Apesar de algumas muheres trans já terem conseguido medidas protetivas com base na Lei Maria da Penha anteriormente, não havia uma decisão de tribunais superior que gerasse um entendimento unificado sobre o tema. Assim, a inclusão ou não de transexuais na legislação dependia de cada julgamento. À época, o TJ-SP sustentou que havia “impossibilidade jurídica de fazer a equiparação ‘transexual feminino = mulher'”.

“A própria realidade brutal vivenciada pelas mulheres trans nos permite identificar traços comuns com a violência praticada contra as mulheres sui generis. Os atos possuem a mesma origem : discriminação de gêneros”, destacou a ministra Laurita Vaz durante seu voto.

Já o relator do caso, o ministro Rogério Schietti, frisou que o Brasil segue há 13 anos como o País líder de assassinatos das mulheres trans e travestis em todo o mundo, e disse: “Esse é um dado preocupante porque reflete, talvez, um comportamento predominante na nossa cultura que não aceita identidades outras que não aquelas que a nossa cultura, a nossa formação, nos levou a definir, até por questões religiosas, como identidades relacionadas tão somente ao sexo, a característica biológica de cada um. Então, o que se discute aqui é que a possibilidade de uma lei que veio para proteger a mulher em relações domésticas, afetivas, familiares, possa também abrigar quem assim se define, quem assim se identifica”.

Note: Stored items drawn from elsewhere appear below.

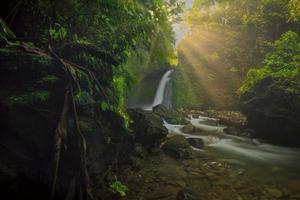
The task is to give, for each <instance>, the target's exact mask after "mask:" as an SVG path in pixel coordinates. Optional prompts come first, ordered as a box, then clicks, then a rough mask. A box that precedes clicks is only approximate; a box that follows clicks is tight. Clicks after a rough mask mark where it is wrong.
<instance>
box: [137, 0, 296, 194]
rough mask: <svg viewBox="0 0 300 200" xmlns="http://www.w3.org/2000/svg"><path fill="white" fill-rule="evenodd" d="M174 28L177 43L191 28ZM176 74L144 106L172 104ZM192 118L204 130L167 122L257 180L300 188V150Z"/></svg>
mask: <svg viewBox="0 0 300 200" xmlns="http://www.w3.org/2000/svg"><path fill="white" fill-rule="evenodd" d="M192 3H193V1H192V0H190V1H187V4H186V5H187V8H190V7H191V5H192ZM173 29H174V32H175V37H176V46H177V45H178V43H179V42H180V41H181V40H182V38H183V37H184V35H185V34H186V33H188V32H189V29H188V28H187V27H186V26H185V25H184V24H174V26H173ZM172 73H173V70H168V71H167V72H165V73H164V74H163V76H162V77H161V80H160V82H159V85H158V86H157V90H156V94H155V97H154V99H153V103H152V104H151V105H148V106H142V107H141V108H142V109H144V110H152V107H154V106H156V105H158V104H164V105H165V106H167V107H168V108H170V107H171V95H172V87H171V75H172ZM188 121H189V122H190V123H191V124H192V125H193V126H194V127H196V128H198V129H201V130H202V131H201V132H200V133H198V134H186V133H183V132H182V128H183V125H175V124H169V123H167V122H166V121H164V125H165V127H166V128H167V129H168V130H169V133H170V134H179V135H183V136H185V137H186V138H199V139H201V140H202V141H203V142H204V148H203V149H196V148H194V149H195V150H197V151H202V152H203V153H204V154H207V155H208V156H210V157H213V158H215V159H217V160H220V161H224V162H226V163H228V164H230V165H233V166H236V167H239V168H240V169H242V170H241V172H240V173H244V174H246V175H247V176H248V177H250V178H251V179H252V180H253V181H260V182H264V183H268V182H278V183H280V184H285V185H286V187H287V188H289V189H291V190H293V192H297V193H298V192H299V191H300V149H298V148H288V147H282V146H276V145H272V144H267V143H262V142H260V141H259V140H258V139H253V138H246V137H238V136H232V135H228V134H226V133H225V132H224V129H225V128H226V126H223V125H219V122H218V119H213V118H208V117H203V116H199V117H198V118H194V117H192V116H190V118H189V119H188Z"/></svg>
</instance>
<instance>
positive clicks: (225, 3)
mask: <svg viewBox="0 0 300 200" xmlns="http://www.w3.org/2000/svg"><path fill="white" fill-rule="evenodd" d="M185 21H186V22H187V23H188V24H190V26H191V30H190V32H191V36H190V37H187V39H186V40H185V41H183V42H182V44H181V45H180V46H179V57H180V58H181V62H182V65H183V67H182V69H180V70H181V71H182V72H181V73H179V74H178V83H179V84H178V85H176V84H175V87H176V88H175V92H176V91H180V92H178V94H177V95H175V99H174V100H175V104H176V105H178V106H201V105H202V106H210V105H212V106H217V107H221V108H222V107H223V108H224V107H225V108H226V107H235V106H236V105H237V104H238V101H236V100H235V99H237V98H236V97H237V96H235V94H234V93H235V92H236V90H237V89H238V88H239V87H240V85H241V84H242V83H241V82H242V81H243V80H244V79H246V80H245V81H244V82H243V85H242V86H241V88H240V89H239V93H240V94H242V93H246V92H248V91H250V90H251V89H252V87H253V86H254V85H255V83H257V82H258V81H259V80H262V79H264V78H265V77H266V76H272V77H277V78H281V77H282V78H283V77H285V78H287V79H289V82H291V83H294V82H297V79H298V80H299V29H300V22H299V1H297V0H295V1H289V0H250V1H247V0H243V1H233V0H232V1H227V0H224V1H221V0H220V1H209V0H207V1H206V0H196V1H194V4H193V7H192V9H191V10H190V11H189V12H188V13H187V14H186V15H185ZM196 32H197V33H196ZM193 33H195V34H193ZM195 41H197V42H196V43H198V45H195V46H193V45H192V43H195ZM191 48H192V49H194V51H192V50H190V49H191ZM195 55H196V56H195ZM195 59H198V60H195ZM190 60H193V61H190ZM193 62H194V63H193ZM195 63H196V64H195ZM186 65H190V66H195V67H194V68H195V69H194V71H197V66H196V65H200V66H201V65H202V66H207V68H210V67H211V66H215V68H216V69H220V68H226V71H227V72H226V71H225V72H222V74H223V75H220V76H218V72H217V73H216V72H213V71H212V70H210V71H209V70H208V71H206V72H205V73H206V75H207V76H208V77H207V78H208V79H222V78H220V77H222V76H225V80H224V79H222V82H223V84H225V85H226V87H225V88H224V89H223V90H225V92H224V93H222V92H218V91H217V92H215V93H220V96H225V98H224V99H222V98H221V100H220V101H226V102H227V103H222V102H216V103H211V102H213V101H214V99H220V97H216V96H214V95H212V97H211V98H209V99H208V100H203V99H205V98H206V97H207V96H209V94H207V92H206V93H203V88H201V89H200V90H199V88H198V87H199V85H205V83H201V82H199V80H198V78H197V76H195V75H194V76H193V74H195V73H194V72H192V73H191V72H190V71H192V70H193V67H192V68H190V67H186ZM198 71H199V69H198ZM214 71H216V70H214ZM217 71H218V70H217ZM210 72H211V73H210ZM199 73H200V75H201V73H202V72H199ZM247 73H248V75H247ZM184 74H187V77H188V79H187V78H185V76H186V75H184ZM224 74H227V75H228V77H229V79H233V80H232V81H227V80H226V75H224ZM216 76H217V77H216ZM245 76H246V78H245ZM193 77H194V78H193ZM190 79H192V81H191V80H190ZM227 79H228V78H227ZM191 82H193V83H195V84H191ZM298 84H299V83H298ZM182 85H184V86H182ZM189 85H190V86H189ZM203 87H205V86H203ZM228 87H229V88H233V89H232V90H230V91H228V92H226V90H228ZM181 88H190V89H189V90H188V91H190V92H188V96H189V100H186V98H184V96H182V95H181V91H182V89H181ZM176 89H177V90H176ZM204 90H205V88H204ZM230 96H234V97H233V98H231V97H230ZM191 99H192V101H191ZM201 102H202V103H201ZM209 102H210V103H209ZM228 102H233V103H228ZM207 104H208V105H207Z"/></svg>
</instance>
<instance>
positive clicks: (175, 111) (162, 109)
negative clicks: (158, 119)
mask: <svg viewBox="0 0 300 200" xmlns="http://www.w3.org/2000/svg"><path fill="white" fill-rule="evenodd" d="M152 111H153V113H154V114H156V115H158V116H160V117H161V118H163V119H164V120H166V121H167V122H168V123H171V124H187V123H188V121H187V120H186V119H185V117H184V115H182V114H181V113H180V112H178V111H176V110H174V109H172V110H170V109H167V108H166V107H165V106H164V105H161V104H160V105H157V106H155V107H153V108H152Z"/></svg>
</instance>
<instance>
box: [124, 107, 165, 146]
mask: <svg viewBox="0 0 300 200" xmlns="http://www.w3.org/2000/svg"><path fill="white" fill-rule="evenodd" d="M128 114H129V115H130V117H131V119H132V120H133V123H132V124H131V127H130V128H131V129H132V130H134V133H135V134H134V136H135V141H136V142H139V143H141V144H142V145H144V146H146V147H151V146H155V145H158V144H159V142H160V141H161V139H163V138H165V137H166V136H167V135H168V130H167V129H166V127H164V125H163V120H162V119H161V117H159V116H158V115H156V114H154V113H152V112H149V111H143V110H141V109H129V110H128Z"/></svg>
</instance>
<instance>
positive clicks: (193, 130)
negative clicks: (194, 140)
mask: <svg viewBox="0 0 300 200" xmlns="http://www.w3.org/2000/svg"><path fill="white" fill-rule="evenodd" d="M181 130H182V131H183V132H184V133H193V132H196V130H197V129H196V128H195V127H194V126H193V125H192V124H188V125H185V126H184V127H182V129H181Z"/></svg>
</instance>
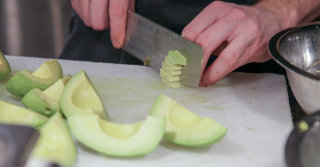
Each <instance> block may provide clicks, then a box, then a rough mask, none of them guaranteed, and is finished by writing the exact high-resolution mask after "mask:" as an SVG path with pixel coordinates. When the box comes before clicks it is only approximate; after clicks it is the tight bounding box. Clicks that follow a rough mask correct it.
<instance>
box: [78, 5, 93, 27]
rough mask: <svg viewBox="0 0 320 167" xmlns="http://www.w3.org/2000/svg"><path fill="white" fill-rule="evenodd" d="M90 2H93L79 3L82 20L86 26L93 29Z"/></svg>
mask: <svg viewBox="0 0 320 167" xmlns="http://www.w3.org/2000/svg"><path fill="white" fill-rule="evenodd" d="M90 1H91V0H81V1H80V2H79V3H80V4H79V5H80V12H81V17H82V20H83V22H84V24H85V25H86V26H89V27H91V21H90V20H91V16H90Z"/></svg>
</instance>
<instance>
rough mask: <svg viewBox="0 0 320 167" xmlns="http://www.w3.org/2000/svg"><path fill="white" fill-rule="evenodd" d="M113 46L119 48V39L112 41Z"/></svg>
mask: <svg viewBox="0 0 320 167" xmlns="http://www.w3.org/2000/svg"><path fill="white" fill-rule="evenodd" d="M113 46H114V47H115V48H120V47H121V42H120V41H119V40H116V41H114V42H113Z"/></svg>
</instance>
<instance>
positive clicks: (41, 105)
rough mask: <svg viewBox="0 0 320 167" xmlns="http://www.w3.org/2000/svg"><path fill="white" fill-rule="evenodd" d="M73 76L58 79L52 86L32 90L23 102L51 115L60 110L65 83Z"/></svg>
mask: <svg viewBox="0 0 320 167" xmlns="http://www.w3.org/2000/svg"><path fill="white" fill-rule="evenodd" d="M70 78H71V76H70V75H68V76H66V77H64V78H61V79H59V80H57V81H56V82H55V83H54V84H52V85H51V86H50V87H48V88H47V89H45V90H44V91H41V90H40V89H38V88H34V89H32V90H30V91H29V92H28V93H27V94H26V95H25V96H24V97H23V98H22V99H21V101H22V104H23V105H25V106H26V107H27V108H29V109H31V110H33V111H36V112H39V113H41V114H43V115H46V116H51V115H53V114H54V113H55V112H59V111H60V104H59V101H60V97H61V94H62V92H63V90H64V87H65V85H66V84H67V82H68V81H69V79H70Z"/></svg>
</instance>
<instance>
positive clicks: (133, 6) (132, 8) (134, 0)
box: [129, 0, 136, 12]
mask: <svg viewBox="0 0 320 167" xmlns="http://www.w3.org/2000/svg"><path fill="white" fill-rule="evenodd" d="M135 2H136V0H129V10H131V11H133V12H134V11H135V7H134V4H135Z"/></svg>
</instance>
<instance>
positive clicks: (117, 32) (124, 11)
mask: <svg viewBox="0 0 320 167" xmlns="http://www.w3.org/2000/svg"><path fill="white" fill-rule="evenodd" d="M128 7H129V2H128V0H110V6H109V18H110V32H111V41H112V44H113V46H114V47H115V48H121V47H122V45H123V43H124V39H125V29H126V20H127V11H128Z"/></svg>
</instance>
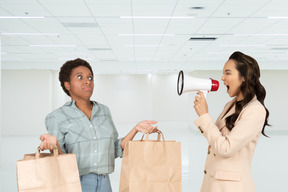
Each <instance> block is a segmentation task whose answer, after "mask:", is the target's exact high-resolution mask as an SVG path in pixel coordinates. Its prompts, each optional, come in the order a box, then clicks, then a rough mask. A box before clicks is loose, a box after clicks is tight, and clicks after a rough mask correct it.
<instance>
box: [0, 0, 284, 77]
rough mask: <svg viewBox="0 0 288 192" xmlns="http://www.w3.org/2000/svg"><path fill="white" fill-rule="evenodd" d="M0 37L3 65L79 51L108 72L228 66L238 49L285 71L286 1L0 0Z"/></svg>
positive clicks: (50, 60) (43, 60)
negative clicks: (231, 58)
mask: <svg viewBox="0 0 288 192" xmlns="http://www.w3.org/2000/svg"><path fill="white" fill-rule="evenodd" d="M4 16H12V18H3V17H4ZM19 16H23V18H15V17H19ZM32 16H33V17H35V16H40V17H42V18H25V17H32ZM131 16H134V18H131ZM0 36H1V39H2V46H1V49H2V50H1V57H2V59H1V60H2V69H59V68H60V66H61V65H62V64H63V63H64V62H65V61H66V60H70V59H74V58H78V57H80V58H83V59H86V60H87V61H88V62H89V63H90V64H91V65H92V66H93V68H94V70H95V72H96V73H104V74H107V73H108V74H110V73H111V74H114V73H115V74H117V73H125V74H126V73H127V74H130V73H136V74H141V73H160V74H161V73H174V72H175V71H178V70H179V69H183V70H186V71H193V70H215V69H217V70H222V66H223V64H224V63H225V61H226V60H227V59H228V57H229V56H230V55H231V54H232V53H233V52H234V51H237V50H239V51H242V52H244V53H246V54H249V55H251V56H253V57H255V58H256V59H257V61H258V63H259V64H260V67H261V69H272V70H274V69H276V70H283V69H284V70H287V69H288V63H287V62H288V1H287V0H0ZM190 38H216V39H215V40H194V41H191V40H189V39H190Z"/></svg>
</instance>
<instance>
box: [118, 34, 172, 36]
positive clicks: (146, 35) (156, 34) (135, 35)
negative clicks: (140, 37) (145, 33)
mask: <svg viewBox="0 0 288 192" xmlns="http://www.w3.org/2000/svg"><path fill="white" fill-rule="evenodd" d="M118 35H119V36H174V35H175V34H167V33H166V34H165V33H163V34H161V33H159V34H148V33H147V34H132V33H131V34H118Z"/></svg>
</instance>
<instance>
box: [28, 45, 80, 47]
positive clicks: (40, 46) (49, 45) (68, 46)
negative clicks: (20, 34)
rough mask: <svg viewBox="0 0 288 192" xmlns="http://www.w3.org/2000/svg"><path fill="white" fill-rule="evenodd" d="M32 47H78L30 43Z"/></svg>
mask: <svg viewBox="0 0 288 192" xmlns="http://www.w3.org/2000/svg"><path fill="white" fill-rule="evenodd" d="M30 47H76V45H30Z"/></svg>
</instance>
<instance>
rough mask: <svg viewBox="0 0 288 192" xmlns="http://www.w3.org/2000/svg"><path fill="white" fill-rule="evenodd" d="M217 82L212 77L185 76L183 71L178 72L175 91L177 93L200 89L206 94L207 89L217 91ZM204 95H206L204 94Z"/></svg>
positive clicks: (217, 85)
mask: <svg viewBox="0 0 288 192" xmlns="http://www.w3.org/2000/svg"><path fill="white" fill-rule="evenodd" d="M218 88H219V82H218V81H217V80H214V79H211V78H210V79H201V78H196V77H191V76H185V78H184V73H183V71H180V72H179V74H178V81H177V92H178V95H182V93H186V92H189V91H202V92H203V93H204V95H206V93H207V92H209V91H217V90H218ZM205 97H206V96H205Z"/></svg>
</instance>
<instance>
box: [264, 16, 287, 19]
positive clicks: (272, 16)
mask: <svg viewBox="0 0 288 192" xmlns="http://www.w3.org/2000/svg"><path fill="white" fill-rule="evenodd" d="M268 19H288V16H269V17H268Z"/></svg>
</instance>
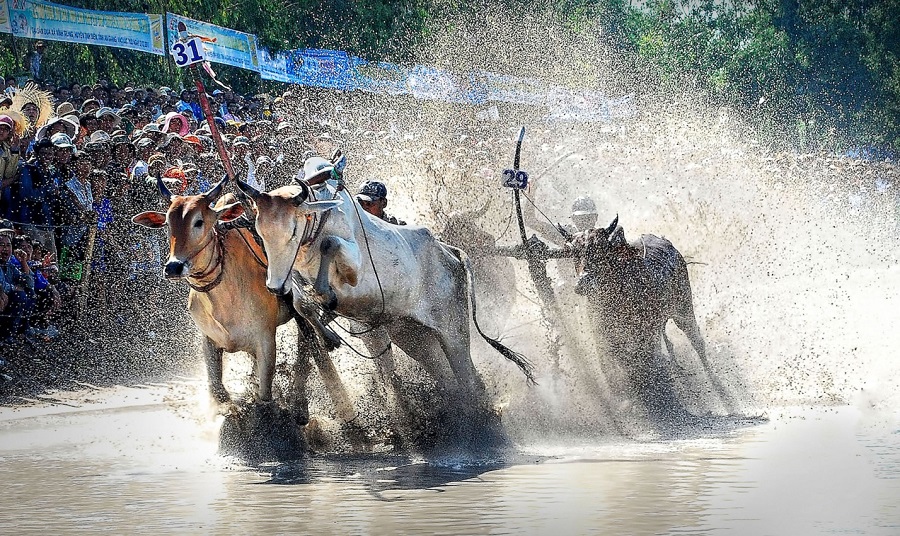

Raquel Dodge, subprocuradora-geral da República, defendeu que a legislação serve justamente para proteger mulheres de tratamento discriminatório e violento. “Não há razão nenhuma para excluir do acesso à Justiça, do acesso à proteção das medidas garantidas pela Lei Maria da Penha, as transexuais femininas. A mulher transexual, independentemente de ter sido submetida a cirurgia de transgenitalização, deve estar sob a proteção da Lei Maria da Penha se a ação ou omissão que ela sofreu decorre desta sua condição social”, declarou.

De acordo com os dados da Associação Nacional de Travestis e Transexuais (Antra), foram registrados 140 assassinatos da população transgênera brasileira no ano passado. A maioria das vítimas é preta e do gênero feminino.